Tredici notti di rancore la raccolta di racconti di Kamimura Kazuo è un manga semplicemente imperdibile.
Quando si chiude l’ultimo racconto del secondo volume di Tredici notti di rancore di Kamimura Kazuo, pubblicato da Coconino Press, l’impressione è quella di avere assistito a un miracolo. Già, magari starete pensando che esageri, ma vi assicuro che le mie parole sono mosse da un sentimento sincero: leggendo le donne e gli uomini (per non parlare degli spiriti) che punteggiano questa racconta di racconti, la parola miracolo non sta stretta a Kazuo, ma anzi certifica alla perfezione lo status dell’autore giapponese (del quale Coconino, con grande, anzi grandissimo merito, sta pubblicando l’opera omnia). Questo libro, che come ricordato prima consta di due volumi, è una raccolta di racconti con protagonisti differenti ma tutti quanti uniti da un unico, per così dire, destino: ovvero un nodo inscindibile tra amore e morte, tra desiderio vergogna, tra omicidio e estasi. Le storie di Tredici notti di rancore sono infatti storie molto crude, anche visivamente, dove i corpi delle donne e degli uomini sono, costantemente e in modo quasi magnetico, attratti gli uni dagli altri. Attenzione, però: queste unioni sono sempre, e dico sempre, in qualche misure maledette o, quantomeno, talmente pericolose da, presto o tardi, portare alla morte (di solito violenta) di uno dei due.
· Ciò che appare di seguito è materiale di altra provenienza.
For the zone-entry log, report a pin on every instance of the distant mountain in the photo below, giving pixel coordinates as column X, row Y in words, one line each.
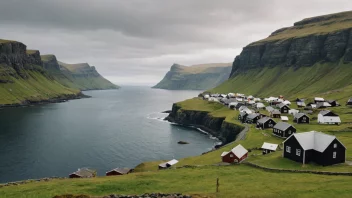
column 80, row 76
column 195, row 77
column 312, row 57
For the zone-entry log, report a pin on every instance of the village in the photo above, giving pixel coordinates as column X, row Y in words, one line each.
column 278, row 115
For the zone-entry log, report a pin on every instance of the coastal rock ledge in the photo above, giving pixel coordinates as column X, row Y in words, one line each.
column 216, row 126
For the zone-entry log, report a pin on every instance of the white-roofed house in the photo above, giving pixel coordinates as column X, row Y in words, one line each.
column 315, row 147
column 328, row 117
column 268, row 148
column 168, row 164
column 236, row 155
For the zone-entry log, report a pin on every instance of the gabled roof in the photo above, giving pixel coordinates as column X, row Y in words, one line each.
column 282, row 126
column 270, row 146
column 239, row 151
column 264, row 120
column 314, row 140
column 299, row 115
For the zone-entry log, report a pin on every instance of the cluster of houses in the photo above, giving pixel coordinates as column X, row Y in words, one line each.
column 304, row 147
column 88, row 173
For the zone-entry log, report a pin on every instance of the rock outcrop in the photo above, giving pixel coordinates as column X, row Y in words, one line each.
column 216, row 126
column 321, row 39
column 196, row 77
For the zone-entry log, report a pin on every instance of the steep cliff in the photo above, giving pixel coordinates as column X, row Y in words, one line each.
column 313, row 56
column 23, row 80
column 196, row 77
column 79, row 76
column 217, row 126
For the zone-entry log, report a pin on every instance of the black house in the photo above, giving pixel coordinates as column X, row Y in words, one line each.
column 301, row 118
column 284, row 130
column 265, row 123
column 315, row 147
column 242, row 116
column 252, row 118
column 283, row 108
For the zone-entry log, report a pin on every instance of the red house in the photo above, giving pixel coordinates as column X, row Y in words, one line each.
column 236, row 155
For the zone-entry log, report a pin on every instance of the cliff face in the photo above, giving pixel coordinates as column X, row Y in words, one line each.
column 325, row 39
column 218, row 127
column 79, row 76
column 196, row 77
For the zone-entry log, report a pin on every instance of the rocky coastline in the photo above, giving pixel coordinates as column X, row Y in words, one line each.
column 225, row 131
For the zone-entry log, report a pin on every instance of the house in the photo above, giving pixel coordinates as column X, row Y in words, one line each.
column 252, row 118
column 284, row 118
column 236, row 155
column 83, row 173
column 283, row 130
column 242, row 116
column 275, row 113
column 301, row 104
column 318, row 99
column 293, row 111
column 269, row 109
column 118, row 171
column 283, row 108
column 328, row 117
column 333, row 103
column 301, row 118
column 265, row 123
column 349, row 102
column 321, row 105
column 259, row 105
column 168, row 164
column 268, row 148
column 315, row 147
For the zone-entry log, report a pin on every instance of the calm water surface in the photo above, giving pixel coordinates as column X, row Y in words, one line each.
column 115, row 128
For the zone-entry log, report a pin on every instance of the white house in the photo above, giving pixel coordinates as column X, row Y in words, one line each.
column 328, row 117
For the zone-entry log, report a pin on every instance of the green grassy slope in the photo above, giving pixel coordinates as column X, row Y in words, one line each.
column 196, row 77
column 301, row 82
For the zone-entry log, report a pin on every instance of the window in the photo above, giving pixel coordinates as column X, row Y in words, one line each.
column 288, row 149
column 298, row 152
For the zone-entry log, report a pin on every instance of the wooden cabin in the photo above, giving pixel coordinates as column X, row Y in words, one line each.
column 268, row 148
column 328, row 117
column 283, row 108
column 283, row 130
column 301, row 118
column 83, row 173
column 236, row 155
column 275, row 113
column 315, row 147
column 265, row 123
column 118, row 171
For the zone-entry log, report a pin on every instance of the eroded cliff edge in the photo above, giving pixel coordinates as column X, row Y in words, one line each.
column 216, row 126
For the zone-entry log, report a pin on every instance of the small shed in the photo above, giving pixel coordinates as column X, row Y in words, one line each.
column 283, row 130
column 275, row 113
column 265, row 123
column 283, row 108
column 118, row 171
column 168, row 164
column 301, row 118
column 83, row 173
column 328, row 117
column 236, row 155
column 268, row 148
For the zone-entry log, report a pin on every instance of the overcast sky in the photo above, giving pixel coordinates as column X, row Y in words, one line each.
column 136, row 41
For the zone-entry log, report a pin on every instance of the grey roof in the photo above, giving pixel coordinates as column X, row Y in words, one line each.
column 282, row 126
column 299, row 115
column 313, row 140
column 264, row 120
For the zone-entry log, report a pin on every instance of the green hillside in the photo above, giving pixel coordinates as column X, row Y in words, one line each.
column 79, row 76
column 195, row 77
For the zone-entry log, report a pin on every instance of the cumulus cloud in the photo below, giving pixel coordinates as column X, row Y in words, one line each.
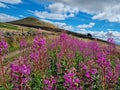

Oltre a questo dato di assoluto rilievo, ovvero la coniugazione tra passione e fine, c’è anche la presenza degli animali, una presenza che è ogni volta presenza doppia: infatti da un lato c’è l’animale, serpente, topo, rospo o volpe, che “introduce” la storia e, dall’altro lato, c’è lo stesso animale che però è simbolo di uno spirito (spesso del folklore giapponese) oppure di un sentimento. Ecco allora che la volpe è allo stesso tempo espressione fantasmatica degli spiriti giapponesi ma anche personificazione dell’astuzia oppure il rospo che è il viatico migliore per l’autore per rappresentare un uomo particolarmente orrido e, per di più, completamente corroso dalla malattia del vaiolo. Ed ecco il terzo elemento cardine delle storie di Tredici notti di rancore tanto grumose e ricolme di oscurità: la malattia od anche, potremmo indicare utilizzando un gergo cristiano, il segno del peccato.
Ogni azione nelle storie di questa raccolta, infatti, non è mai impunita ma ha sempre delle conseguenze, il più delle volte fragili, che si manifestano direttamente sul corpo del diretto interessato oppure dell’altro membro della coppia oppure ancora su qualcuno della sua famiglia. La colpa, insomma, il peccato, è simbolizzato in Tredici notti di rancore con una ferita delle proprie carni o una malattia mortale che coglie il malcapitato in maniera repentina. Alle volte questo colpa ancestrale si manifesta anche sotto forma di qualche menomazione fisica dalla nascita, come la cecità, la sordità (specie per una suonatrice di chitarra classica cinese) oppure un corpo smisuratamente massiccio o l’abilità congenita a uccidere gli altri. E qui arriviamo all’ultimo elemento cardine, che si ricollega a tutti gli altri: la vendetta, la pulsione a vendicarsi di qualcosa o di qualcuno. Se dovessi dirvi che cosa è Tredici notti di rancore non avrei dubbi: sono racconti di amore, dolore, passione e vendetta raccontate con un segno elegante e netto (così differente rispetto ai manga mainstream), che ora diventa più sfumato nelle scene d’azione ora più profondo e palpitante, specie nelle scene erotiche. Questo è un volume, infatti, che senza problemi si può annoverare anche fra i manga erotici, con numerose scene di sesso esplicito e di tratteggiamento di corpi che si uniscono e danno o ricevono piacere. Una lettura conturbante e inebriante, che andrà a toccare ogni vostro senso. Un volume quello di Tredici notti di rancore, va detto, eccezionale che mi sento di consigliare: cosicché la prossima volta che vedrete un campo pieno di lucciole potrete pensare alla loro effimera vita sotto una luce del tutto differente.